İlimden maksat amel, amelden maksat ihsan ve ondan da maksat nihayetinde Allah(cc)’in rızasını kazanmak olmalıdır. Aksi halde mistik araştırmacılarla, modern müsteşrikler arası bir yerde durup kendimizi Müslüman zannetmeye devam ederiz.


Tartışmalarda haklı çıkmak veya insanlara bilgisi ile üstün gelmek, önemli biri gibi görünmeye benzer, zehirli ve helak edici yaklaşımlardan ve anlayışlardan uzak durmamız, şahsi menfaatimizedir.


Söylediklerimizin ve yazdıklarımızın, hesabını mutlaka vereceğiz hatta bazılarının hesabı daha can vermeden görülecektir. Ölüm gibi kaçınılmaz bir sonun bizi beklediği dünyada, hesabı hesaba katmadan yaşamak için ya ahirete iman etmemek ya da oldukça ahmak olmak gerekiyor.


Yazan ve konuşan hatta tebliğ yapmaya gayret eden birçok Müslümanın, maksadının artık bu işler haline gelmiş olması, bilginin idrak ve yaşamak için değil, süsleyerek muhataplarına pazarlamak için elde edilen bir meta haline dönüşmesine sebep oluyor ki; buna da bir nevi kıyamet senaryosu dense yeridir.


Hulasa; çok konuşuyor ve itiraz ediyoruz, çok yazıyor ve tartışıyoruz ancak yaşamayı ihmal etmemiz gibi büyük bir sorunumuz var ve hepimizin oldukça mantıklı gerekçeleri bulunuyor.


Artık bir yerde durup kendimize bakmanın ve bildiklerimizi pratiğe aktarmak gibi vazgeçilemez bir adımı atmamızın zamanı çoktan geldi de geçiyor bile.


Öyle ya; ömür denen sermayenin hesabını bilen yok! Kasanın ne zaman boşalacağını bilen yok!
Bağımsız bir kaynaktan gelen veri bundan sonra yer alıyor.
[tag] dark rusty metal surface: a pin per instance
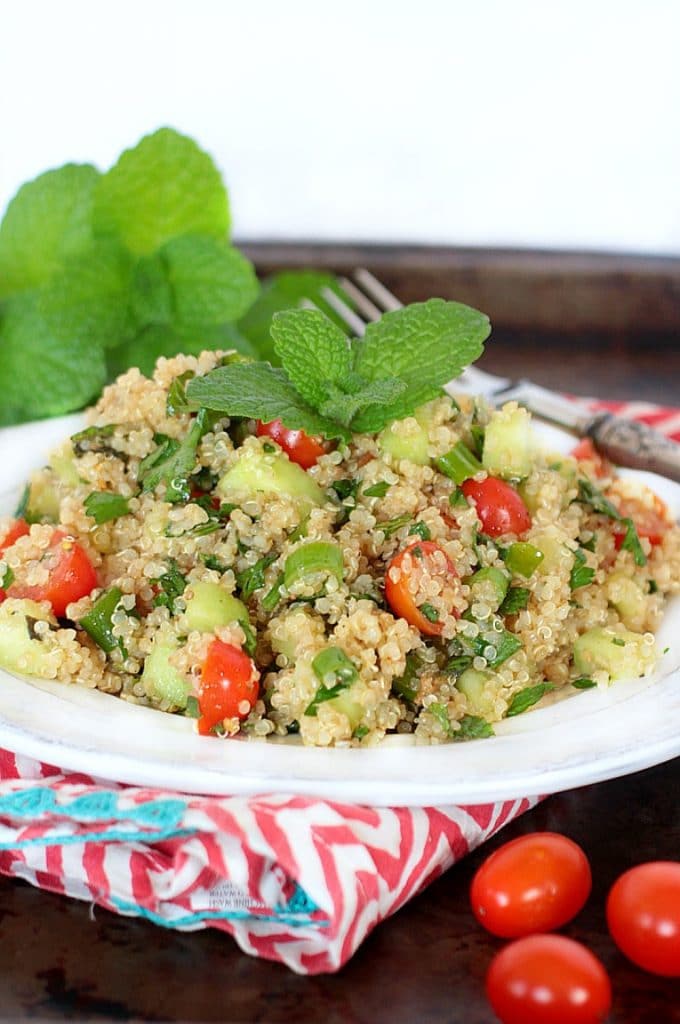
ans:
(427, 964)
Geriye müflis bir tüccar olarak kalmamak için, hesaplı harcamak ve hesabını iyi yapmak gerekiyor; bu hayatın sonrasında da bir hayat var!


Bu sebeple, çok ve güzel söz söylemenin ya da yazmanın değil; az da olsa düzenli ve sürekli olan salih amel işlemenin hayırlı olduğunu söylemek ve hatırında tutmak gerekiyor.